E questo sia il punto di questa volta. Però, io devo aggiungere una cosa. Se la vostra testimonianza davanti agli angeli di Dio (la prima testimonianza è davanti agli angeli di Dio, perché gli uomini, sempre, possono anche non vederla, o sembrare non vederla, ma gli angeli la vedono sempre), se la caratteristica della vostra testimonianza è Cristo presente tra di voi, che vi unisce in comunione con sé e tra voi, che vi rende una cosa sola (per cui la testimonianza di questa “cosa sola” è il compito che avete nella Chiesa di Dio), la salvaguardia di questa comunione è duplice, ha come due poli.

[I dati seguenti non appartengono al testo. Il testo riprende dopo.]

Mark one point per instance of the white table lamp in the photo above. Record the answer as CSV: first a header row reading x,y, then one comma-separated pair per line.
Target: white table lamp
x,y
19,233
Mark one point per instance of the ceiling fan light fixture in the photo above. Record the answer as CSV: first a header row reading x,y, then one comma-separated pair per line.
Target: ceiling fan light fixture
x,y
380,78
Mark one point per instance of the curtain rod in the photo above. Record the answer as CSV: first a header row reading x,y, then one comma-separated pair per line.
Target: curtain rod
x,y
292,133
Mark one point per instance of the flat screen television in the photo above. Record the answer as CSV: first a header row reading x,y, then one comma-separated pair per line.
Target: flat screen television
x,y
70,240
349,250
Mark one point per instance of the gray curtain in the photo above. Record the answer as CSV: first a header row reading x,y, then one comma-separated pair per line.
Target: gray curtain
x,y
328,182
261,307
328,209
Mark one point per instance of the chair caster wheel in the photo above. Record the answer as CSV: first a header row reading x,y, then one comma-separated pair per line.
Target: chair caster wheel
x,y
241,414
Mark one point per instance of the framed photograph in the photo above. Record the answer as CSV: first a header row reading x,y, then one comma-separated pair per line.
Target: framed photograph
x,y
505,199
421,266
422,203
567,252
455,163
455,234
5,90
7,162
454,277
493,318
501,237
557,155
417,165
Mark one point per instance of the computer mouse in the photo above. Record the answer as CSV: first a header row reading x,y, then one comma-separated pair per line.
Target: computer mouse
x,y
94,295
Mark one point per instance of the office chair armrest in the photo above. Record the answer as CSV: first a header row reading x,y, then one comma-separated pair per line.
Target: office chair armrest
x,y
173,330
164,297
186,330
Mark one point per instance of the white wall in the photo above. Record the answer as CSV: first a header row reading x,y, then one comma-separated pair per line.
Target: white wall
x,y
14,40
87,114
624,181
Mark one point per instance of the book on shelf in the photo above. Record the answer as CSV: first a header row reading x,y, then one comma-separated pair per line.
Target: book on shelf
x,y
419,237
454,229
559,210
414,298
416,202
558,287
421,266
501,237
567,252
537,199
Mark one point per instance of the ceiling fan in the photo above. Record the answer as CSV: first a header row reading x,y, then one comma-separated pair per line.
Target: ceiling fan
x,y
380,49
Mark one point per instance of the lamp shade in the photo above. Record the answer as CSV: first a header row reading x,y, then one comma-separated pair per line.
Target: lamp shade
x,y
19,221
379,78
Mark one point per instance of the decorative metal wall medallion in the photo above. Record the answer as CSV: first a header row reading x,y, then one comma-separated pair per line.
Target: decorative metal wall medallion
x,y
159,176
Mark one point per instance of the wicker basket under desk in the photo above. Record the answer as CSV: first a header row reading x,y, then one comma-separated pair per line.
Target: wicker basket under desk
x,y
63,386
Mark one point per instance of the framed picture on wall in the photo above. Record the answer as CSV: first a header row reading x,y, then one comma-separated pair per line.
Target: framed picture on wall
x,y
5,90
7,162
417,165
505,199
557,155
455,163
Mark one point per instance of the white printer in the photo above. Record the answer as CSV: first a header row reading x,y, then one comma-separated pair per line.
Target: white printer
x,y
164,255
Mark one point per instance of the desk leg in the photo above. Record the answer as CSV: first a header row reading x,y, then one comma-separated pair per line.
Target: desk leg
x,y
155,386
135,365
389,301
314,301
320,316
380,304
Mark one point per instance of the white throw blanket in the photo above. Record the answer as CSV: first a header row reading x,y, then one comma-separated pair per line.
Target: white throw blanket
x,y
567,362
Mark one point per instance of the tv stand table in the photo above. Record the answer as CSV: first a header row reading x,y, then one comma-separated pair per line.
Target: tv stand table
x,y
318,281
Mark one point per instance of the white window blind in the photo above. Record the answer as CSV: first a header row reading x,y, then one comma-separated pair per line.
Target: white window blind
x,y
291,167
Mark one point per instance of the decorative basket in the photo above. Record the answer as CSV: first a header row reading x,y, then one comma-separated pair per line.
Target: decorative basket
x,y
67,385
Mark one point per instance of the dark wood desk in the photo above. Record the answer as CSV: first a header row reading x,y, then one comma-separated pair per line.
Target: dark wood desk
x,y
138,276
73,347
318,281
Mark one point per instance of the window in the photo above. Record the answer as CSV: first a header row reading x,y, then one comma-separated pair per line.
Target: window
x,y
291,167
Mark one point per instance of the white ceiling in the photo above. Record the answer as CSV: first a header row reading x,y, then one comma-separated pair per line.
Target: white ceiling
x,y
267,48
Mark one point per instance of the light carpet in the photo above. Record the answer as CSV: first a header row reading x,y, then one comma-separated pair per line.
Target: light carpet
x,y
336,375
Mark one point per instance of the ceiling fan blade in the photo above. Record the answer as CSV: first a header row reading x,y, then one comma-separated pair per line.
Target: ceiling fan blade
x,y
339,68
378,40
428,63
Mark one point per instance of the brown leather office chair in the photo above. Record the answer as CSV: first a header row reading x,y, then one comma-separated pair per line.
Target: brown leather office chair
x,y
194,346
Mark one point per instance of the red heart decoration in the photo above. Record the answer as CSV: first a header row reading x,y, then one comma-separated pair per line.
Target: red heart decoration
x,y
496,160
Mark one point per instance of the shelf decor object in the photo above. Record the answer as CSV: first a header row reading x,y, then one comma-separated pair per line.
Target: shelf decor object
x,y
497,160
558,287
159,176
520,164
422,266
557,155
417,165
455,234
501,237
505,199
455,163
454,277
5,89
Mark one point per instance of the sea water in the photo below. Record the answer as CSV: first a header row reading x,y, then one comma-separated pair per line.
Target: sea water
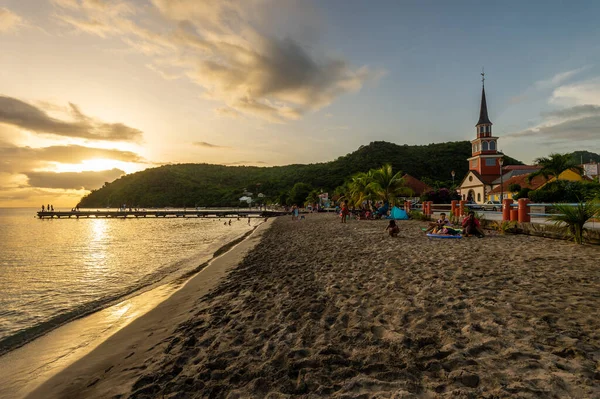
x,y
54,270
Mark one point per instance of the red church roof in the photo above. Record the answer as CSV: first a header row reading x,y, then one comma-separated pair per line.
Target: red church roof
x,y
521,180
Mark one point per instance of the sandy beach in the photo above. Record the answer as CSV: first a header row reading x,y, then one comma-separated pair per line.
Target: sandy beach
x,y
316,308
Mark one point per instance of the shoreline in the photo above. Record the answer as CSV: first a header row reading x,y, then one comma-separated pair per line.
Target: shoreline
x,y
25,336
324,309
31,363
151,326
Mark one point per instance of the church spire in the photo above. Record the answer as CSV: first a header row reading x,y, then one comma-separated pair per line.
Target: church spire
x,y
483,118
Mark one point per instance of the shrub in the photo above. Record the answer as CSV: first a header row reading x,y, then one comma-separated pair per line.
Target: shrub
x,y
575,217
504,226
563,191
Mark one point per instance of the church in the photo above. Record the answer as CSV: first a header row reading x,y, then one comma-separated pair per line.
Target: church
x,y
485,163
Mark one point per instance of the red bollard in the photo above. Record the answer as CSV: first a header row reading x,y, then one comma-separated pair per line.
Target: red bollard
x,y
524,210
506,205
462,205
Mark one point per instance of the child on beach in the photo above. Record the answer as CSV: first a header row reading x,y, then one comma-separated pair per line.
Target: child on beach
x,y
472,226
393,229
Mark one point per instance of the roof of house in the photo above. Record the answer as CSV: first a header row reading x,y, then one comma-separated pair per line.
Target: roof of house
x,y
415,184
521,180
487,179
512,173
521,167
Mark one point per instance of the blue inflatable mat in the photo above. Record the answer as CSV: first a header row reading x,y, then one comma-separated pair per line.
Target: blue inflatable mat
x,y
442,236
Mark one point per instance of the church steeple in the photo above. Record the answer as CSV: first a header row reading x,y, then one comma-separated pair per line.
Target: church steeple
x,y
483,118
484,158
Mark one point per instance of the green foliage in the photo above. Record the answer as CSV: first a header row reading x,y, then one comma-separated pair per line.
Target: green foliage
x,y
563,191
299,193
504,226
575,217
312,198
554,165
387,185
216,185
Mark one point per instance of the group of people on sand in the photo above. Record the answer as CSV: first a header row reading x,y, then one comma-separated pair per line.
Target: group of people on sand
x,y
229,223
470,227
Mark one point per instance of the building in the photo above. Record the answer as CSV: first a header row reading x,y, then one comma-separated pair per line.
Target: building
x,y
537,182
484,163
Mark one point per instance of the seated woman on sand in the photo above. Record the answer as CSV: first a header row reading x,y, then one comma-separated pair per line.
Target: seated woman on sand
x,y
472,226
393,229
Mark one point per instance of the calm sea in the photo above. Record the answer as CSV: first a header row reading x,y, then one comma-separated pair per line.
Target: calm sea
x,y
54,270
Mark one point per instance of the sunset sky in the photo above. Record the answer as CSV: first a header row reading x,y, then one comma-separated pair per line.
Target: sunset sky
x,y
93,89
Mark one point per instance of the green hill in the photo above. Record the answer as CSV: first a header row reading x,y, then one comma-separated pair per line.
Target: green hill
x,y
215,185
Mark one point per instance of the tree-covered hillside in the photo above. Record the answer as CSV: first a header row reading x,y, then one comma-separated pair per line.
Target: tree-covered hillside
x,y
215,185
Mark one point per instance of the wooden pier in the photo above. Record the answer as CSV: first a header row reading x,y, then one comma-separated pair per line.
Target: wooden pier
x,y
160,213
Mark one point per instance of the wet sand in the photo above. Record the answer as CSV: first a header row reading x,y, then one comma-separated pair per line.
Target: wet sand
x,y
322,309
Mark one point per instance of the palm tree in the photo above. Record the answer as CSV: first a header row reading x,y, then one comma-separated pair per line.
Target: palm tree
x,y
554,165
387,185
575,217
359,188
312,198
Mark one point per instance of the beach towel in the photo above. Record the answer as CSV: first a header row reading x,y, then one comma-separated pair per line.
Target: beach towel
x,y
398,214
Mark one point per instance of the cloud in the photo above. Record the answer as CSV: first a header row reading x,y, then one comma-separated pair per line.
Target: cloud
x,y
229,49
239,163
575,124
26,116
15,159
73,180
559,78
9,21
586,92
227,112
207,145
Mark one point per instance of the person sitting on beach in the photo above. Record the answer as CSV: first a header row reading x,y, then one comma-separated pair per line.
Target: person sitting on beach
x,y
472,226
393,229
438,225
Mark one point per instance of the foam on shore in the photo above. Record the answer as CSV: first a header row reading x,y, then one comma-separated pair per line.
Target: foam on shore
x,y
23,369
327,309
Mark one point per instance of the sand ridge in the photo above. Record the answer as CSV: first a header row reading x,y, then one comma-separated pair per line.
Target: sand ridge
x,y
321,309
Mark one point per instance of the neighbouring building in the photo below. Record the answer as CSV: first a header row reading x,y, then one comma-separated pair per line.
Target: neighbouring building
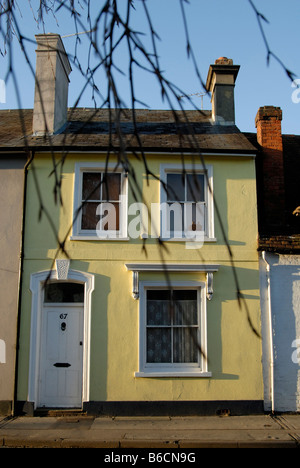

a) Il primo polo è che mettiate in comune voi stessi senza pretendere dall’altro. È giusto: se siete qui, è perché volete essere qui con della gente che metta in comunione se stessa; ma questo senza pretendere dall’altro - nel senso di “misurare” -, perché uno può essere capace di mettere in comune il venti per cento adesso, e fra tre anni metterà in comune il sessanta: è una crescita. Occorre mettere in comune voi stessi, quindi i vostri giudizi, eccetera; il dialogo, insomma: il dialogo è la prima opera comune. Il primo polo dunque è mettere in comune voi stessi.


b) L’altro polo - questo rimane il punto dove il Mistero incide la nostra carne - è l’obbedienza all’autorità. Anche se adesso l’autorità fra di voi è così familiare e così fraterna, voi non dovete perdere il vantaggio del valore dell’obbedienza, che è una dimensione della coscienza con cui fate le cose. Dovete valorizzare il fatto dell’obbedienza - e questo dipende dalla vostra coscienza -, perché è questo che, al momento opportuno, quando ci sono le discrepanze, quando ci sono le scintille, o quando ci fosse la stanchezza, vi rende più disponibili alla “riaccensione”, come dire, all’impulso che l’autorità dà. Questo secondo polo dell’obbedienza non lo richiamo - spero che non ce ne sia già necessità! - perché ci sia chissà quale pericolo di divisione, ma perché abbiate a viverla come dimensione dello spirito. Così, quando ci sarà bisogno, anche disciplinarmente, sarete disposti. Perché dall’obbedienza non si può scivolar via. Anche i riconoscimenti del Vescovo, o della Santa Sede, sono degli atti di obbedienza, no? E credo che questo sia un tema su cui voi dovete insegnarmi: il valore dell’obbedienza nell’esperienza di san Benedetto!